Reasons for fall in poaching
Insiders attribute the recent drop in poaching to two factors:
- Check on informers who have gone rogue:
- The civil administration uses informers to control poaching.
- However, they apparently turned hostile, and in connivance with their controllers, they were shielding poachers in return for big protection money.
- They have now been reined in by the anti-poaching enforcers.
- Breaking of political patronage to the poachers:
- Earlier, the political leaders offered political patronage to monetise Kaziranga’s rhinos in exchange for various electoral services.
- The present government is said to have broken this patronage, and the efforts are showing results.
Putting a complete stop to poaching is not easy:
Kaziranga and its rhinos still remain very much in the grip of both commercial and political interests. The poaching won’t be easy to end due to following reasons:
- Easy to poach:
- Rhinos are said to be far easier to poach than animals like tigers and elephants, and far more valuable.
- Highly valuable:
- A carton of horns fetches as much as a carload of tiger derivatives or elephant tusks.
- Naturally, poaching syndicates will not give up easily.
- Ever-changing smuggling routes:
- The operators have switched route to ferrying consignments from the Dimapur-Kohima-Imphal to another route through Arunachal Pradesh along the northern boundary of Assam and then down to Nagaland.

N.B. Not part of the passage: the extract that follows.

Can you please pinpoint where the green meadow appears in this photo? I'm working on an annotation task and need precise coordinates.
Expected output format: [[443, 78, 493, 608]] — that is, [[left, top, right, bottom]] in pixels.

- Some are also active on a third route through Silchar.
- A few have recently shifted focus to North Bengal as well.
- Involvement of insurgent groups:
- Local insurgent groups have found it easy to use Rhino horns to strike cashless arms deals with operators in Myanmar.
- The United Liberation Front of Asom (ULFA) is said to have wiped out the rhino population in Burachapori forests, while the National Democratic Front of Bodoland (NDFB) is said to have emptied the Manas National Park.

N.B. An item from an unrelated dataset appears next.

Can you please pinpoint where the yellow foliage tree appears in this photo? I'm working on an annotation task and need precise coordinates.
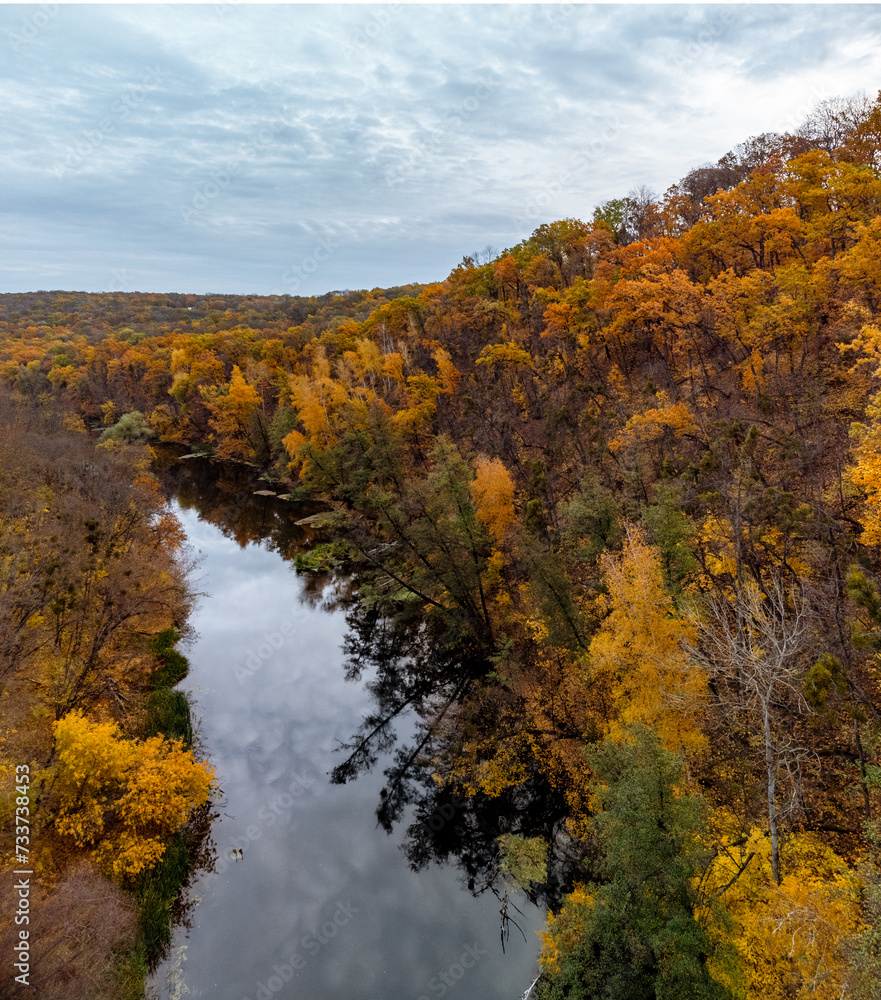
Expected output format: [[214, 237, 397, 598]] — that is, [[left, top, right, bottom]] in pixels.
[[202, 364, 266, 461], [847, 324, 881, 545], [470, 456, 516, 542], [704, 818, 862, 1000], [49, 711, 215, 880], [609, 391, 699, 454], [605, 262, 704, 367], [587, 527, 707, 751], [432, 347, 461, 395], [474, 341, 533, 369], [393, 372, 442, 431], [542, 300, 575, 339], [283, 347, 353, 470], [381, 351, 404, 385], [538, 884, 593, 974]]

- More recently, a number of former militants, along with members of the Karbi People’s Liberation Tigers and Kuki People’s Army targeted Kaziranga’s rhinos.

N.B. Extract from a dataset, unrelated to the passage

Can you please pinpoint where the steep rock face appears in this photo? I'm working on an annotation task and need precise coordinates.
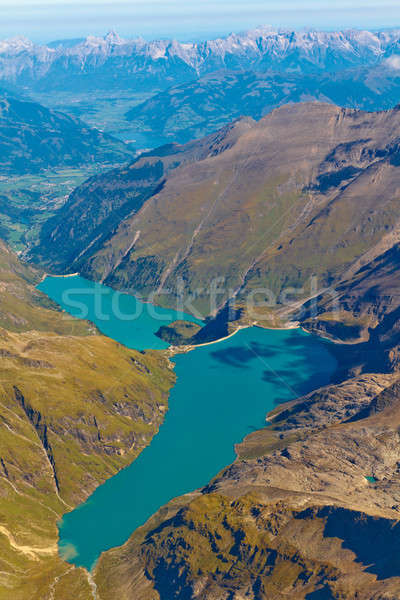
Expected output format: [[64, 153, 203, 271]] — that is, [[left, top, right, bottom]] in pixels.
[[0, 241, 175, 599], [299, 242, 400, 374], [32, 103, 400, 318]]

- Local Islamist groups such as the Muslim United Liberation Tigers of Assam have also started targeting the Rhinos.
- Involvement of Bangladeshi groups:
- Harkat-Ul-Jihad-al-Islami and Jamaat-ul-Mujahideen Bangladesh have also jumped in.
- Local population unhappy with killing of poachers:
- Local population around Kaziranga consists of mostly tribals and Muslims, which is also home to many poachers.
- Violent eviction drives against encroachers are also common.
- Since the late 1960s, hundreds of alleged poachers have been gunned down.
- In 2010, Assam extended legal protection against prosecution to staff who kill poachers, after which number of poachers killed increased manifold.
- There are allegations that many killings of poachers are in fact staged murders.
- The killing spree did not have the desired effect as poaching scaled an all-time high by 2013-14.
- Alienation of the minorities:
- The anti-migrant rhetoric against alleged Bangladeshis is alleged to have displeased the minorities.
- There are also allegations that of selective compensation to only the Hindus among the evicted.
- These are said to have alienated the minority population in villages around the park.
- Winning over hostile locals would be helpful:
- While the park management has every reason to guard against the hostile neighbours, their hostility is a huge liability in anti-poaching efforts.
- Winning their support over time can be the best insurance against poaching.